Red Hat Bugzilla – Bug 247486
bind-chroot does not modify /etc/logrotate.d/named
Last modified: 2013-04-30 19:36:31 EDT
Description of problem: The standard named log rotation script points to /var/log/named.log . The (not exactly included, but yet) default named.conf sends the logs to that file too. If bind-chroot is installed, the logs end up in /var/named/chroot/var/log/named.log. Therefore, the chroot package should create chroot/var/log and replace logrotate.d/named accordingly. Version-Release number of selected component (if applicable): 9.3.3-8.el5
First about creating var/named/log directory in chroot - definitely not because log file could be located everywhere (and someone else could want create var/named/logs/, someone var/log etc). And about changing logrotate.d/named. This is only template, /var/log/named.log doesn't exist in default configuration so if you create in (in chroot or not) you have to configure all other things accordingly. I should simply change /var/log/* to /var/named/chroot/var/log/* in /etc/logrotate.d/named when bind-chroot is installed but I don't think this change makes sence. What's your opinion about this? Adam
I suspect that nine out of ten times someone installs bind for the first time, he grabs the default named.conf that comes with the package, adds some domains to it and is up and running. Therefore, since the default named.conf sends the log to /var/log/named.log, that's where it will be in most systems. /etc/logrotate.d/named comes with the bind package and points to the default logfile. There is some crisp logic in that: if the admin changes the log location, he should change it everywhere, and if he doesn't change anything, logs and log rotation should work out of the box. There is no reason why this logic should be lost if bind-chroot gets installed. The problem now is that the chroot package seems to take care of everything needed, but actually it does not. The stressed/sloppy/distracted admin sees everything working and doesn't realise that bind isn't logging at all because the directory /var/named/chrooot/var/log is missing. He only finds out there is no log when he needs the log and goes looking for it. So then he creates the directories and forgets the rotation, until a full partitition some time later reminds him of that. Is it the distro's job to compensate the sloppiness of the admin? Perhaps not. But at least the distro shouldn't create traps for the sloppy admin to fall into. If the bind-chroot pachage keeps the logic from the base bind package, everything will work out of the box if the admin changes nothing. If, on the other hand, the admin does change something, he will know that he needs to change it everywhere. For these reasons I still think that bind-chroot should create the directories /var/named/chroot/var/log and point the logorate script to /var/named/chroot/var/log/named.log . Besides, this is a zero-cost/zero-risk change; it would spare some people some trouble but it wouldn't cause anyone else any new trouble.

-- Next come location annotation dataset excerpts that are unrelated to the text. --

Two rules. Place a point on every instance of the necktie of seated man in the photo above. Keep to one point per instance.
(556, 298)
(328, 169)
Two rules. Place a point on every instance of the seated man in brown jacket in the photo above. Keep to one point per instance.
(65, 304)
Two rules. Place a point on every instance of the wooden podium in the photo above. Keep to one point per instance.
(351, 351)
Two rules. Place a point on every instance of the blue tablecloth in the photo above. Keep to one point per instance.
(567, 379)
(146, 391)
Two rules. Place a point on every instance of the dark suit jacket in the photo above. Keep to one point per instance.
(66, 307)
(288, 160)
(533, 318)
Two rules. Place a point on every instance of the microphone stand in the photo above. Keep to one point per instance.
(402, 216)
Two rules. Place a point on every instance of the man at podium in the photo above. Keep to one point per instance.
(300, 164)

Your proposal change makes sence. I will fix this in 5.2 Adam
This request was evaluated by Red Hat Product Management for inclusion in a Red Hat Enterprise Linux maintenance release. Product Management has requested further review of this request by Red Hat Engineering, for potential inclusion in a Red Hat Enterprise Linux Update release for currently deployed products. This request is not yet committed for inclusion in an Update release.
An advisory has been issued which should help the problem described in this bug report. This report is therefore being closed with a resolution of ERRATA. For more information on the solution and/or where to find the updated files, please follow the link below. You may reopen this bug report if the solution does not work for you. http://rhn.redhat.com/errata/RHSA-2008-0300.html
I just noticed, this has reverted back to its pre-fix behaviour. The fix in RHSA-2008:0300-16 was * the default named log rotation script did not work correctly when using the bind-chroot package. In these updated packages, installing bind-chroot creates the symbolic link "/var/log/named.log", which points to "/var/named/chroot/var/log/named.log", which resolves this issue. However, rpm -q bind-chroot bind-chroot-9.3.6-4.P1.el5_4.2 rpm -q --scripts bind-chroot postinstall scriptlet (using /bin/sh): if [ "$1" -gt 0 ]; then /usr/sbin/bind-chroot-admin --enable > /dev/null 2>&1; fi; :; preuninstall scriptlet (using /bin/sh): if [ "$1" -eq 0 ]; then /usr/sbin/bind-chroot-admin --disable > /dev/null 2>&1; fi :; posttrans scriptlet (using /bin/sh): if [ -x /usr/sbin/selinuxenabled ] && /usr/sbin/selinuxenabled && \ [ -x /sbin/restorecon ]; then /sbin/restorecon /var/named/chroot/dev/* > /dev/null 2>&1; fi; :;
I'm unable to re-open the bug. Could someone please do it for me, or should I clone it?